Cove St. Arts in Portland is showcasing works by Roy Germon, Timothy Wilson and Kathi Smith in the exhibit “Real and Remembered.” As described by featured artist Kathi Smith, “Maine is rough, unforgiving, curious, familiar, and beautiful.” These almost contradictory characteristics endow the Maine landscape with an unmistakable sense of place. As the term suggests, a sense of place requires a viewer; to be rooted, to be fixed, place requires a perceiver.

But how do we perceive place? Is it simply the biochemical input from our sensory organs at a given moment? Or is place defined by the alchemy of the brain deciphering such runes – sight, sound, taste, touch, feel – based on memory and experience? To what extent does place define perception versus perception defining place?

To paraphrase Ansel Adams, there are always two people in a landscape painting: the artist and the viewer.
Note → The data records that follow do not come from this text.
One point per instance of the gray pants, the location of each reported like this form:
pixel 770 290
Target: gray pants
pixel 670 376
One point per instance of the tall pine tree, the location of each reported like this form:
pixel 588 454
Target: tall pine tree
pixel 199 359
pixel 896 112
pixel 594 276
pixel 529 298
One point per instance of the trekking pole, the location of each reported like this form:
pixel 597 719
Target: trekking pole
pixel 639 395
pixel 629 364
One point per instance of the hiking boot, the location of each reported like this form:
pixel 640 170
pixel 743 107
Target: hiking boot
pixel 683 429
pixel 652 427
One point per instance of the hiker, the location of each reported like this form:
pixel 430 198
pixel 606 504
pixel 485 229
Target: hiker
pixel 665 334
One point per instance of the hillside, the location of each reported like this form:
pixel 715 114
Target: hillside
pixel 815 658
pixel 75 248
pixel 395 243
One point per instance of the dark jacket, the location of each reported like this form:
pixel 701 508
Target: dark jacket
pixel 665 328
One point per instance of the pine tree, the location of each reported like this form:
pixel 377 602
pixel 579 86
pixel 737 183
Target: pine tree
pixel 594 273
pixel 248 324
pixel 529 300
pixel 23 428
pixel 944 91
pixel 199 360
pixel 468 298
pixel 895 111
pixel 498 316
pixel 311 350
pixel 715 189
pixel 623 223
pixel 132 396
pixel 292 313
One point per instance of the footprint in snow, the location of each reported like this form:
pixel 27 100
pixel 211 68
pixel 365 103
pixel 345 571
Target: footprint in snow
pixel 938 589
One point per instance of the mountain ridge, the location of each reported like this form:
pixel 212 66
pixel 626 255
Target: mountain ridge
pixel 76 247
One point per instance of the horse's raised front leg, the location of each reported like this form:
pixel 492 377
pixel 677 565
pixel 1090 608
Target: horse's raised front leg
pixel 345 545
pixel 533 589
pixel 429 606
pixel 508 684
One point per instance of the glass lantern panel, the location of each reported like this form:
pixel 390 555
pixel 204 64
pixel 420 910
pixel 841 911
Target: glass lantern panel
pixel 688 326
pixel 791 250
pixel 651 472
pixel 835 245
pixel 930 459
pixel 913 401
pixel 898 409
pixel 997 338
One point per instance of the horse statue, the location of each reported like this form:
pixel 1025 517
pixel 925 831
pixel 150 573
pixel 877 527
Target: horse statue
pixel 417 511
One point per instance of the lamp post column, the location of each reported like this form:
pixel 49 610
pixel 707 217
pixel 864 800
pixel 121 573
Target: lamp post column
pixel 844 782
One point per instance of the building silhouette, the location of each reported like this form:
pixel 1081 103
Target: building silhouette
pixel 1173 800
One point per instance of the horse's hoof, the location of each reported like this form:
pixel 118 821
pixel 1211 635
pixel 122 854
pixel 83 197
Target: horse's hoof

For our Real & Remembered exhibition, we invited three artists whose expressive landscapes capture and convey place not simply as a visual experience but as an emotional one as well. Often started on site and finished in the studio, these artists’ finished work is an amalgamation of immediate perception and sense memories. Their canvases establish a bond between artist, subject, and viewer, inviting the viewer to draw upon his or her own memories of the indelible Maine landscape.